Looking at a weekly graph of Caterpillar Inc. notice the bull trend retracement to the 38.2% Fibonacci level. Let's say the 91.90 level represents a move above Prime-Line resistance.

We drop a Price Line tool on the graph and set it's price to $91.90. We make sure that property UseRiskLine of the Price Line is set to True. We will set a risk line to $86.30 or $0.10 below the previous low pivot and Prime-Line support. Risk line represents the price level at which we liquidate the position. Risk line price is a stop-loss price. At the same time we see that Price Line shows the risk as 6.09% per share.

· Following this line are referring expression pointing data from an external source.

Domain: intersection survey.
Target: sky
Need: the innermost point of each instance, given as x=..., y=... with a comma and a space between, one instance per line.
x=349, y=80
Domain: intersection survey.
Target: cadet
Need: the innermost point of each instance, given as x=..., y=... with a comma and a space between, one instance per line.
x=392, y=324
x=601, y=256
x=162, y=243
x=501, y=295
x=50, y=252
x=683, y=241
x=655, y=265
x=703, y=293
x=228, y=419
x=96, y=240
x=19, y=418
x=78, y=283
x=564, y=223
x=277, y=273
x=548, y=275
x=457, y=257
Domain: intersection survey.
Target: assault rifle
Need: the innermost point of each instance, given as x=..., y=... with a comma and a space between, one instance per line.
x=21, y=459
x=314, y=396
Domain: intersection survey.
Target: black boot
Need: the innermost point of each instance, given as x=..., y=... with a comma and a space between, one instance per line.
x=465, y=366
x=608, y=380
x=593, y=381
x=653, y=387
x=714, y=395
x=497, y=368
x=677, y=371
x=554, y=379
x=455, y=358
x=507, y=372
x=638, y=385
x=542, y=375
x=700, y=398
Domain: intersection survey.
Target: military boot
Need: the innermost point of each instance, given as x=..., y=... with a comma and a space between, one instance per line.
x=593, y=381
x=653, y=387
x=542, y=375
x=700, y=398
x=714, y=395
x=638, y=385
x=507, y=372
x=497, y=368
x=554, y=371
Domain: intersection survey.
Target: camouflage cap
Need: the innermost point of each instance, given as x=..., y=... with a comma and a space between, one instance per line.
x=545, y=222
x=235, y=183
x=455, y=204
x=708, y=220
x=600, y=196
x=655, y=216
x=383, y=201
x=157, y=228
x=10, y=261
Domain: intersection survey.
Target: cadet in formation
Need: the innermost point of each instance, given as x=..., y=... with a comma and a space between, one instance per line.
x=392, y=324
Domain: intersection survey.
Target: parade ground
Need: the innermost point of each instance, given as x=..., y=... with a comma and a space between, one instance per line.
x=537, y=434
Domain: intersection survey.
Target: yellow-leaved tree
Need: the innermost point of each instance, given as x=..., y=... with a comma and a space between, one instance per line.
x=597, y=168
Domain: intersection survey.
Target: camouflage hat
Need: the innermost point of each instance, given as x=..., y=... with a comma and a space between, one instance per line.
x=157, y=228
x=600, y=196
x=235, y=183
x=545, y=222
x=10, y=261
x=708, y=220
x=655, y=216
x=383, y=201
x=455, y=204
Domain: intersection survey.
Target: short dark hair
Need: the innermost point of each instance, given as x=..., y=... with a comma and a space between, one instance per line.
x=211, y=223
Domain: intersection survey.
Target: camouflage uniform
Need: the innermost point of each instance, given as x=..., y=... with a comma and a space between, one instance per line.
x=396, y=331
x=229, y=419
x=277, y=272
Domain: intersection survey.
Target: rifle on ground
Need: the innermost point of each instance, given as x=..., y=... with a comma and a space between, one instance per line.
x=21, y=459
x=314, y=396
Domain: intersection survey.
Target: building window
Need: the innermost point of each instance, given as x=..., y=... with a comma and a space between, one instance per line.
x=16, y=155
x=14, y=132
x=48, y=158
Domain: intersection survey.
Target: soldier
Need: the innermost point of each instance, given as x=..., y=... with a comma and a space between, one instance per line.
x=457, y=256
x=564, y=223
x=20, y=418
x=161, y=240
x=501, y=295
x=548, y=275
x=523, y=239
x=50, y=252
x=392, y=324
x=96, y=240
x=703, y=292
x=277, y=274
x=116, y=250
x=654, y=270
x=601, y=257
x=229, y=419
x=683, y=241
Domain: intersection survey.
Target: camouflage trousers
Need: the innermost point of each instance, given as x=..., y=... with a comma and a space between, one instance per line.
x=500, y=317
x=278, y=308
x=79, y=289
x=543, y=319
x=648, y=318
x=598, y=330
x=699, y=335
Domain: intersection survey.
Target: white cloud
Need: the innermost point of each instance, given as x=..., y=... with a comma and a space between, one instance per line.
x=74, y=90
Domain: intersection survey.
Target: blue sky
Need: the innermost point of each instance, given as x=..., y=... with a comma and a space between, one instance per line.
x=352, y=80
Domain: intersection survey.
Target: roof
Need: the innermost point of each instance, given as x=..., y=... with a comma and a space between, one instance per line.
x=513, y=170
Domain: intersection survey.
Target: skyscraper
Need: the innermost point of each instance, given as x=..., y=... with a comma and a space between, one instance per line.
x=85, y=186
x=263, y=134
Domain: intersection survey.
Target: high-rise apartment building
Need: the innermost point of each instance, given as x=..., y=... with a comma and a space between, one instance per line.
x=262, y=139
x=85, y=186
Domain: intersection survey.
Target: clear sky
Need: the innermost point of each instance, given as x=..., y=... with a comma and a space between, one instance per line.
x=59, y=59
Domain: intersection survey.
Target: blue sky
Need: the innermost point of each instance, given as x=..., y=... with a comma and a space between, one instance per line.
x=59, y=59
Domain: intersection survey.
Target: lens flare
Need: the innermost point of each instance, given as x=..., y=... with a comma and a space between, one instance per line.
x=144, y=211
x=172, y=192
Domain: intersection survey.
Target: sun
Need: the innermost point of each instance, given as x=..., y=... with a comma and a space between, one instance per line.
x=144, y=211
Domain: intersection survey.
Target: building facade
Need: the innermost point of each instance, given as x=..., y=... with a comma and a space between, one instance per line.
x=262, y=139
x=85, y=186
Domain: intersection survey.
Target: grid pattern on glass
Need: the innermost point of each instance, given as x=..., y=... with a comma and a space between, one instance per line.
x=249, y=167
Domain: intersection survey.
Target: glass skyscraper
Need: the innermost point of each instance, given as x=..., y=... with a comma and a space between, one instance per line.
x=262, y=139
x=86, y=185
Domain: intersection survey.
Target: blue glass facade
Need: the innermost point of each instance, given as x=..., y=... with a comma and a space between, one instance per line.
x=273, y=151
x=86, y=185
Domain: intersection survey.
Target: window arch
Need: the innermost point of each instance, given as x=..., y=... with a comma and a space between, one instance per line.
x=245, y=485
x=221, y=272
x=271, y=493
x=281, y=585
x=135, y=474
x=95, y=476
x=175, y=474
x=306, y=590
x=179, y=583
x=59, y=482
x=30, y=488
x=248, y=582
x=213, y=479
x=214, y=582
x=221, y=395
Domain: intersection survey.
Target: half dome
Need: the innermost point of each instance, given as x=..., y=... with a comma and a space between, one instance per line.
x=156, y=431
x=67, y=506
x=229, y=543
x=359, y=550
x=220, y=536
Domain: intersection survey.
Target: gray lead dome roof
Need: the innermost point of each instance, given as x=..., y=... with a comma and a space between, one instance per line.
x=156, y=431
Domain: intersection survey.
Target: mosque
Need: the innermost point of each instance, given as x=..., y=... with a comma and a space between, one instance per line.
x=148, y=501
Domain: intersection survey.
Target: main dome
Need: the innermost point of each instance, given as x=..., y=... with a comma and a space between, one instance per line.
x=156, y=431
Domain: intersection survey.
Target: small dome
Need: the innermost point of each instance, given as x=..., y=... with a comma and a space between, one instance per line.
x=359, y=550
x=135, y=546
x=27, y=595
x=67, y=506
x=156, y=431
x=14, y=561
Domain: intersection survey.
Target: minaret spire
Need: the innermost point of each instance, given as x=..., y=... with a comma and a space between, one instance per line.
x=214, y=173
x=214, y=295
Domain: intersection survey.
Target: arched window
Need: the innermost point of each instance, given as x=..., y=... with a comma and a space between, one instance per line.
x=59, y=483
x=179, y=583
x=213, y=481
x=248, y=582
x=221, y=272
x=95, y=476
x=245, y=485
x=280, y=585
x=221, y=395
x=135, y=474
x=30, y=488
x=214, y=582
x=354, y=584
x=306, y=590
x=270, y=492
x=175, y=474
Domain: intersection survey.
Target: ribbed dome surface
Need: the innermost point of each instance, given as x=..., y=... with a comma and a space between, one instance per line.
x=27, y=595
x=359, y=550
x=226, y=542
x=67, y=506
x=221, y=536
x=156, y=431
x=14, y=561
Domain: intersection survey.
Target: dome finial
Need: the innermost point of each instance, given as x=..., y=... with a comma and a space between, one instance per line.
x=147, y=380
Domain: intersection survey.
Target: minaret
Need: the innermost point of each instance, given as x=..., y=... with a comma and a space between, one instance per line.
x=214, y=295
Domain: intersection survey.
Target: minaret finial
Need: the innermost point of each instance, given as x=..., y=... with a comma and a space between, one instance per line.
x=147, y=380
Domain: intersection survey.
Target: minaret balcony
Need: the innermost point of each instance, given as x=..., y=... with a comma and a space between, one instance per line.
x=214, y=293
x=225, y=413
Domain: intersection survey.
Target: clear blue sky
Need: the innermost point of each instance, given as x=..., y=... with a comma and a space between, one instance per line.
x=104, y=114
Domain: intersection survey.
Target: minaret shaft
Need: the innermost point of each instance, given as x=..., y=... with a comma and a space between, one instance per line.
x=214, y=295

Let's say we have a $25,000 account and we are willing to risk only 2% of its value. For a particular long position we won't allow it to go down more than 6.09% (opening price gaps may still occur). Then by providing a price per share and a transaction cost (one way), Position Manager calculates that we need to buy 89 shares (a common practice would be to go with the closest round number - 90). So by trading almost $8,200 worth of CAT shares we are risking only 2% of our equity. But for this statement to be true, you must have a stop loss in place as marked by a Risk Line.

Risk / Reward Lines

Lines R1, R2 on the graph are Risk-to-Reward lines. They always move to the new values as you adjust the risk line and the risk/ reward ratio in the properties window. The benefit of these lines is that they can be used with the Prime-Line structure to identify potential reward targets. Having multiple candidates for a trade and all other considerations being equal, you might want to trade the security with the greatest reward to risk ratio.